TORONTO (Reuters) - The Canadian dollar fell on Tuesday, touching its weakest level in five weeks against its U.S. counterpart as a drop in stock and commodity markets weighed on the risk-sensitive commodity-linked currency.
World stock markets and energy prices fell after energy producers and consumers predicted an oil glut was likely to persist well into next year.
U.S. crude CLc1 prices settled $1.39 lower at $44.90 a barrel. [O/R]
A capitulation of investor bets that reach for yield added to pressure on higher yielding commodity currencies, such as the Canadian dollar, said Mazen Issa, senior fx strategist at TD Securities.
The commodity-linked Canadian dollar CAD=D4 ended at C$1.3170 to the greenback, or 75.93 U.S. cents, much weaker than the Bank of Canada’s official close on Monday of C$1.3049, or 76.63 U.S. cents.
The currency’s strongest level of the session was C$1.3030, while it touched its weakest since Aug. 9 at C$1.3190.
The Canadian dollar underperformed many major currencies, although it gained against fellow commodity currencies, the Australian and New Zealand dollars, as well as some emerging market currencies, such as the Brazilian real and the Mexican peso.
Canada can lead the process of global economic recovery by setting standards for other countries to aspire to, the International Monetary Fund’s Managing Director Christine Lagarde said.
Canadian government bond prices were lower across a steeper yield curve in sympathy with U.S. Treasuries.
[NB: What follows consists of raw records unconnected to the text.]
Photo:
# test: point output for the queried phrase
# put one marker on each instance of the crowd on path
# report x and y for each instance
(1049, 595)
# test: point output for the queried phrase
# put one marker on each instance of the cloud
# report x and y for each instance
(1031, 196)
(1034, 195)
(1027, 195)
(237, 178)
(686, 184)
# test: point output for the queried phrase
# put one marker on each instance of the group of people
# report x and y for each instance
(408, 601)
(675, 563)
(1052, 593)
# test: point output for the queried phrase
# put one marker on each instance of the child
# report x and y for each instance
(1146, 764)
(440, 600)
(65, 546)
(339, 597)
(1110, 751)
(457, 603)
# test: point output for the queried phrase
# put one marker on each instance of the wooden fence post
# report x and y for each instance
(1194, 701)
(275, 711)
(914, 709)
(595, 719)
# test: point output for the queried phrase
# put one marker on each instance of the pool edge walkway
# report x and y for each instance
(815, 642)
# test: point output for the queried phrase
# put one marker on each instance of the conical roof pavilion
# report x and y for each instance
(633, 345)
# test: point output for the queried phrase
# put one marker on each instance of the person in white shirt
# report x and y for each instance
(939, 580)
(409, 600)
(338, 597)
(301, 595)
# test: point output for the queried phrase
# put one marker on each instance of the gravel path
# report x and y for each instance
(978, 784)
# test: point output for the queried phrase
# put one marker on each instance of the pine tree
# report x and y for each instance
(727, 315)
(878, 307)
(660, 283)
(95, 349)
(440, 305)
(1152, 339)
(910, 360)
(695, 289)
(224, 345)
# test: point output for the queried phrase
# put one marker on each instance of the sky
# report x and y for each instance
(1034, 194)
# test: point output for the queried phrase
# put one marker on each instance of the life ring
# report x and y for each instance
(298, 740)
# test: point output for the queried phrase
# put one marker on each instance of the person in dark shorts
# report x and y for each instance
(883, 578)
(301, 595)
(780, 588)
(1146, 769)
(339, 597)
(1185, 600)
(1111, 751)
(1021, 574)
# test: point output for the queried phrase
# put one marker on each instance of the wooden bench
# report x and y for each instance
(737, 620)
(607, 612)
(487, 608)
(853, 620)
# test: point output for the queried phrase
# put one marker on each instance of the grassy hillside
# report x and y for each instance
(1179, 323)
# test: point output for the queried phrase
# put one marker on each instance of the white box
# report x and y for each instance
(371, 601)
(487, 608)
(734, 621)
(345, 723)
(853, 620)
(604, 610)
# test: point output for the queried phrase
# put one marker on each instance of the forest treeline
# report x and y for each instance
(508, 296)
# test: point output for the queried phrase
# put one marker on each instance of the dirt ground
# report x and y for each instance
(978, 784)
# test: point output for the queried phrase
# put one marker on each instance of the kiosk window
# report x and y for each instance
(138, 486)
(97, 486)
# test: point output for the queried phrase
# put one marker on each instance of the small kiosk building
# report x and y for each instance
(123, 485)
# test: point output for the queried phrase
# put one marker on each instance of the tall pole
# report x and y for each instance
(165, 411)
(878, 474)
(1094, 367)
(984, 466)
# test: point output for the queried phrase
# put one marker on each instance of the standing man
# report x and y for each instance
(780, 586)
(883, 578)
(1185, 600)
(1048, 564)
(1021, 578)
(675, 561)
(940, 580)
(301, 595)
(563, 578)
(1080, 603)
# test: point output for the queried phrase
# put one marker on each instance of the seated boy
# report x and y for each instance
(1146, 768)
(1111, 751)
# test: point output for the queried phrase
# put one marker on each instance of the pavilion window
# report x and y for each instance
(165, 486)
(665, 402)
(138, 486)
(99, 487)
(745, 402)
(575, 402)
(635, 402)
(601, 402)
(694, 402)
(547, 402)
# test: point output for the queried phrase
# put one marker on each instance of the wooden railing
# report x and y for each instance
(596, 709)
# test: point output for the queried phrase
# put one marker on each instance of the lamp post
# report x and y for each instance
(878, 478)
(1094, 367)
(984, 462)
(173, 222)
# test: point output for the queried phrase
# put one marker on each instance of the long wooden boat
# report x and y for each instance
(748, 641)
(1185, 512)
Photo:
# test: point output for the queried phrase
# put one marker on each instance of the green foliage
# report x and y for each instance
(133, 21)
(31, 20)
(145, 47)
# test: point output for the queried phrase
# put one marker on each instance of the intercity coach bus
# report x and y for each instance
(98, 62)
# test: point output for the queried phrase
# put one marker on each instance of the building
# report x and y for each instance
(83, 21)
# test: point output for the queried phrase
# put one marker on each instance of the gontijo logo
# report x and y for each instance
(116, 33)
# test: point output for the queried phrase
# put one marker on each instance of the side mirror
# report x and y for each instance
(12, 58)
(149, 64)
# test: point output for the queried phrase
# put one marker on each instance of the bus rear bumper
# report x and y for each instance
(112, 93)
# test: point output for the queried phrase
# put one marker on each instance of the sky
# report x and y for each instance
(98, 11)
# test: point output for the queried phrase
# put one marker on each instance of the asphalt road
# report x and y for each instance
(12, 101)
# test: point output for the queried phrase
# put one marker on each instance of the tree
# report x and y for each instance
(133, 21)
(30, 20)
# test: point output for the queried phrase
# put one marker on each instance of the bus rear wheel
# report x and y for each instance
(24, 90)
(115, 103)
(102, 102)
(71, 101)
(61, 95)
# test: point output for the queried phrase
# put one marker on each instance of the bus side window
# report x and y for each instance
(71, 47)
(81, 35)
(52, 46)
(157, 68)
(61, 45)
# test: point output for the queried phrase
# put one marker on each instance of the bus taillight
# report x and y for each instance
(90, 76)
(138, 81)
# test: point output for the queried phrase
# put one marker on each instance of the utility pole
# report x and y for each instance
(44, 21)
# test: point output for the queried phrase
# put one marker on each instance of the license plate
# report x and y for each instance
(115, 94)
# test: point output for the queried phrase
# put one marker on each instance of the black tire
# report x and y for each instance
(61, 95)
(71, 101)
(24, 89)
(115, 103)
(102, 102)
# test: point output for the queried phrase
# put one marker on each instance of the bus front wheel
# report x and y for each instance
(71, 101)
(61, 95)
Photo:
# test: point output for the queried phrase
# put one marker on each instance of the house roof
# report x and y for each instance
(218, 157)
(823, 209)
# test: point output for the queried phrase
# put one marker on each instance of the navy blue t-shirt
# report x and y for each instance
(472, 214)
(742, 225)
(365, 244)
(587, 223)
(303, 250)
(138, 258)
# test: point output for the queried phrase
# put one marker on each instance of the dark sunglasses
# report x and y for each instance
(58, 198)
The two-year CA2YT=RR price fell 2.5 Canadian cents to yield 0.599 percent and the benchmark 10-year CA10YT=RR declined 68 Canadian cents to yield 1.229 percent.
The 10-year yield touched its highest since June 23 at 1.250 percent.
The U.S. dollar .DXY was broadly higher, recovering ground lost in the previous session following a speech by Federal Reserve policymaker Lael Brainard that solidified the view that U.S. interest rates are unlikely to rise this month.
Bank of Canada Senior Deputy Governor Carolyn Wilkins will speak on Wednesday. After the Bank of Canada struck a dovish tone in its most recent policy statement, investors will look for insight into how the central bank now sees the Canadian economy faring in the second half of the year.